A Members’ Voluntary Liquidation (MVL) is a formal method of closing a solvent company. It is commonly used by directors who want to extract retained profits, retire from the business, or close a company that has fulfilled its purpose. An MVL provides a structured, compliant, and often tax-efficient way to wind up the company.
This article explains what an MVL is, when it should be used, and how the process works step by step.
What Is a Members’ Voluntary Liquidation?
A Members’ Voluntary Liquidation is a formal process used to close a company that can pay all of its debts in full. Solvency is key. The company must be able to settle its liabilities, usually within 12 months. The procedure is initiated by the company’s shareholders and must be managed by a licensed insolvency practitioner.
The insolvency practitioner, acting as the liquidator, is responsible for collecting the company’s assets, paying its debts, and distributing the remaining funds to shareholders. Because those distributions are treated as capital, the process can offer tax advantages over informal closure routes.
When Is an MVL Used?
An MVL is typically used when a company is solvent but no longer needed. Common reasons include:
- A director is retiring
- The company has completed its purpose or finished trading
- The business has been sold and is no longer active
- The company is dormant but still holds funds or assets.
In each case, the MVL allows directors and shareholders to close the company in a clean and efficient manner. It also ensures that any funds remaining in the company are distributed in accordance with legal requirements.
Who Can Use a Members’ Voluntary Liquidation?
To be eligible for an MVL, the company must meet specific conditions:
- It must be solvent and able to pay all its debts
- It should not be involved in any ongoing disputes or legal actions
- All company affairs should be up to date and ready for closure.
The directors must swear a statutory declaration of solvency. This confirms that the company can meet its obligations, including tax liabilities. Making a false declaration can have serious consequences, so directors must ensure the company’s financial position is accurate before proceeding.
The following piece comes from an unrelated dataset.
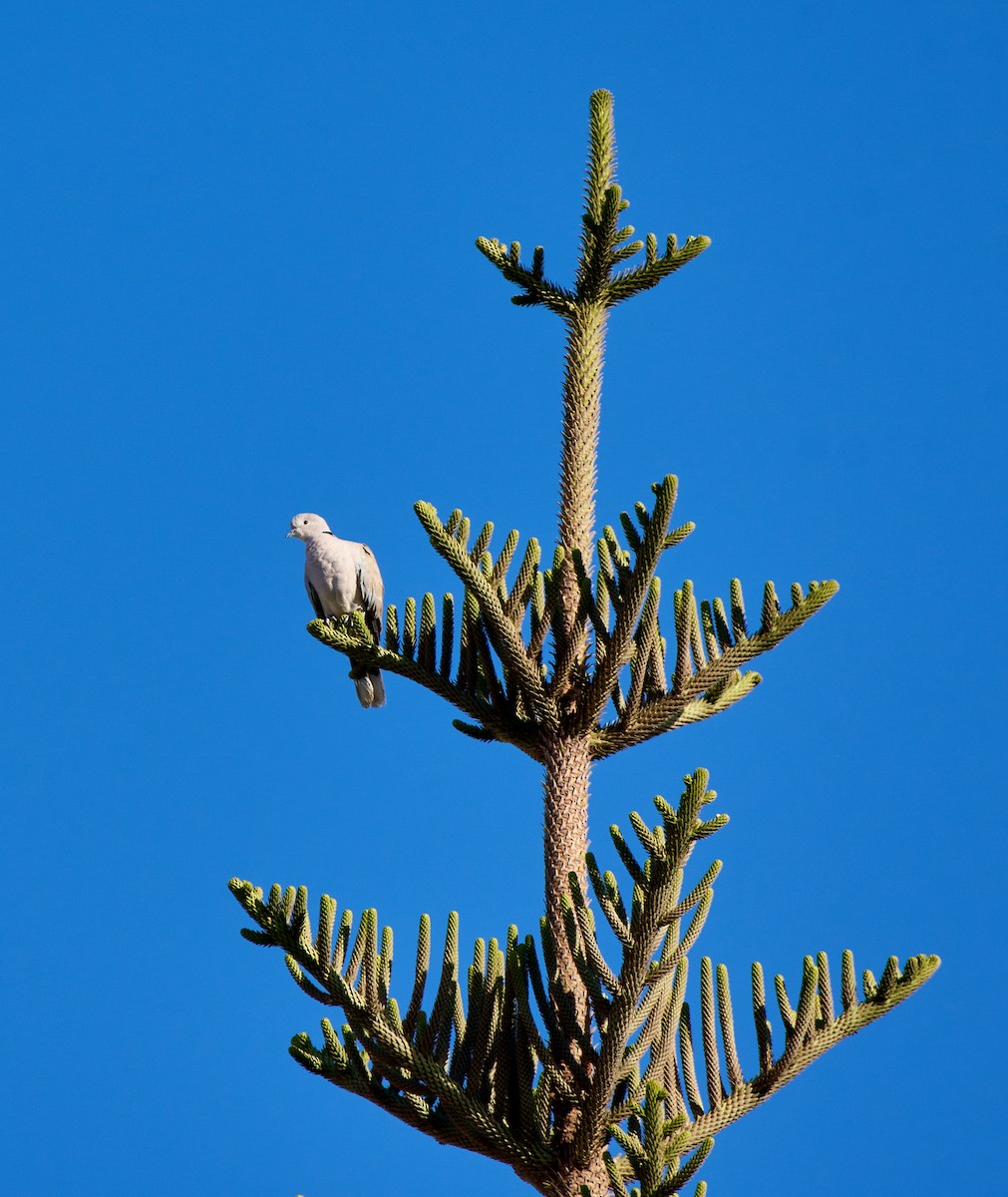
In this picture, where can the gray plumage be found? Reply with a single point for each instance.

A licensed insolvency practitioner is legally required to carry out the MVL. They guide the process from start to finish and handle all creditor and shareholder matters.
How Does the MVL Process Work?
The MVL process follows a structured series of steps:
Preparing the Declaration of Solvency
Directors review the company’s finances and prepare a declaration confirming the company can pay its debts in full. This legal document must be sworn in front of a solicitor before the process can begin.
Passing a Resolution to Liquidate
Shareholders vote to place the company into MVL. A special resolution is passed, usually requiring approval from 75% of shareholders.
Appointing a Liquidator
A licensed insolvency practitioner is appointed as liquidator. From this point on, they take control of the company’s affairs and manage the process.
Paying Creditors and Realising Assets
The liquidator ensures all debts are paid and collects or sells any remaining company assets. This may include cash, property, or other business assets. Typically, directors will have dealt with any debts the company may have had before they appoint the insolvency practitioner.
Distributing Funds to Shareholders
Once all liabilities are settled, the remaining funds are distributed to shareholders. These distributions are classed as capital and may be eligible for favourable tax treatment.
Dissolving the Company
After the liquidation is complete, final documents are filed with Companies House. The company is officially dissolved and ceases to exist.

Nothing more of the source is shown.